— Итак, блаженны нищие духом. — Папа поднял кверху указательный палец и тут же уткнул его в сторону Соффредо. — А кто это такие, "птохо то пневмати", что переведены с греческого на язык святой нашей Матери Церкви как нищие духом?
И вновь простой, казалось бы, вопрос поставил кардинала в тупик. Иннокентий же между тем продолжал.
— Простонародье в темноте своей считает "нищими духом" всяких юродивых и просто сумасшедших. Ты тоже согласен, что Царство Небесное должно принадлежать сумасшедшим?
Господи, от слов понтифика попахивало ересью. Кардинал Соффредо сжал покрепче зубы и помотал головой. Нет, он так не считает!
— Так кто же они, "нищие духом", коим по праву принадлежит Царство Небесное? — Вопросы Папы били в какую-то одному ему известную точку, Соффредо же пребывал в полной растерянности. Слишком уж все это отличалось от вопросов, решаемых им в повседневной жизни.
— Господь наш через пророка Исаию указывает людям, кто угоден ему: "На кого Я призрю: на смиренного и сокрушенного духом и на трепещущего пред словом Моим". Неостановимые в жажде Слова Божьего, ненасытные в исполнении воли Божьей, но смирившие себя во всем мирском и суетном — таковы те, кого Святое Писание именует нищими духом. Никто из них не скажет: "Довольно, я насытился в стяжании Духа Святого!" Нет, им все время мало, вечная жажда Благодати гонит их дальше и дальше, как и нищего гонит его нищета за еще и еще одним медяком. Но во всем прочем, что не касается Слова и Духа Господня, их имя — Смирение.
На последнем слове Иннокентий остановился и поднял указующий перст кверху, как бы указывая тем самым, что есть Смирение, и куда ведет путь, проложенный смирением.
— Отцы церкви — твердо, как давно и тяжко продуманное, возвестил он, — единодушны в том, что Смирение есть самый прямой путь к божественной благодати. И "нищие духом" — суть те, кто, облачившись Смирением, сей матерью всех добродетелей, обретают блаженство. Да ведь и сам Христос заповедовал нам: "Научитесь от Меня, ибо Я кроток и смирен сердцем"
Итак, неугасимая жажда Благодати — с одной стороны, и Смирение — с другой, таковы главные свойства тех, кого Писание именует "нищими духом". — Понтифик на пару секунд остановился, давая понять, что подвел первый промежуточный итог их беседы, и требовательно взглянул на собеседника. Тот в полном согласии кивнул головой, и папа двинулся дальше в своем нелегком рассуждении. — Ну, а что же тянет и уводит всех нас назад, не давая вступить на эту, такую простую казалось бы, стезю? Что является прямым антиподом Смирению?
— Гордыня, отче! — нащупав твердую почву под ногами, мессир Соффредо несколько воспрянул духом, впрочем, не слишком.
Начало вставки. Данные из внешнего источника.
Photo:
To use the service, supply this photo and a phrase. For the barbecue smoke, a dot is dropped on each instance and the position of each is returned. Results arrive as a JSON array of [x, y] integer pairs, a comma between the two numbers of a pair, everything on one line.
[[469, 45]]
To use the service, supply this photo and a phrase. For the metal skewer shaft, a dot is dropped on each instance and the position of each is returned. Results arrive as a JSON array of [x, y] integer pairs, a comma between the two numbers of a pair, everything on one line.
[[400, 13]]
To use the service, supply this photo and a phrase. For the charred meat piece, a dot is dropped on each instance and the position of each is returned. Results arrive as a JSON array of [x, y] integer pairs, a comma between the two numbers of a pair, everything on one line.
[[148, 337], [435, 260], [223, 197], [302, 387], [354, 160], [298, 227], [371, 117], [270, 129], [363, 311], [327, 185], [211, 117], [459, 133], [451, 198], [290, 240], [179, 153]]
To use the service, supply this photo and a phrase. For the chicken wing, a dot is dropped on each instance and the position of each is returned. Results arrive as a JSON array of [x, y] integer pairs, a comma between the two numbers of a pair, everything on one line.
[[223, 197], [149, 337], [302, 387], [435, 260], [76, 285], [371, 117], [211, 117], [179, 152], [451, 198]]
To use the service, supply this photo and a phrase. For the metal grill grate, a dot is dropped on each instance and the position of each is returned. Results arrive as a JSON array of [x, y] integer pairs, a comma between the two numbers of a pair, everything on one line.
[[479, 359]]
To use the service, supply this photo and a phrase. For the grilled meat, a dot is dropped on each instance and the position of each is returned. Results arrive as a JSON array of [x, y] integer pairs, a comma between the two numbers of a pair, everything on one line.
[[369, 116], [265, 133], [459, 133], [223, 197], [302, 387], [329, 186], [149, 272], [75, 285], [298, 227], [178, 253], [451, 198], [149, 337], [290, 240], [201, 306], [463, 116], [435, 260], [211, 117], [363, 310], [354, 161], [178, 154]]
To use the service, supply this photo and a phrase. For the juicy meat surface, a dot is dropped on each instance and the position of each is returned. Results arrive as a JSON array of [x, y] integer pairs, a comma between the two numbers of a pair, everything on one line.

Справедливо полагая, что далеко не все подводные камни столь тяжко когда-то дававшегося ему богословия остались позади.
— Верно, Гордыня. И святой апостол Петр в первом же своем соборном послании говорит именно о ней: "Облекитесь смиренномудрием, потому что Бог гордым противится, а смиренным даёт благодать"
Гордыня, гордыня, гордыня!!! — Лицо Иннокентия исказилось, кулаки сжались, а на висках выступили крупные капли пота. Казалось, он сейчас сорвется с места и заметается по кабинету, чтобы хоть так дать выход охватившему его гневу и отчаянию. — Гордыня — вот главная препона, стоящая между человеком и вратами Царства Божия! Но скажи мне, сын мой, а что же такое Гордыня?
Несчастный кардинал чувствовал себя школьником на экзамене, к которому он катастрофически, отчаянно, безнадежно не готов! И, как почти каждый школяр в подобной ситуации, он потянулся к обрывкам готовых знаний, каковые можно было бы хоть как-то притянуть к заданному вопросу.
— Ну, святой Фабий Фульгенций говорил, что если будешь искать начало греха, то не найдёшь ничего, кроме гордыни…
— Прекрати, Соффредо! — резко прервал его Иннокентий. — Не изображай из себя ученого идиота, каковым ты никогда не был и, я надеюсь, уже не будешь. Спустись с высот святоотеческих учений на землю! И расскажи простыми словами, какой ты находишь Гордыню, толкаясь на рынках и площадях, заходя в хижины бедняков и во дворцы знатных вельмож. Ну же! Что скажет тебе сеньора Гордыня, встреться ты с ней на улице лицом к лицу?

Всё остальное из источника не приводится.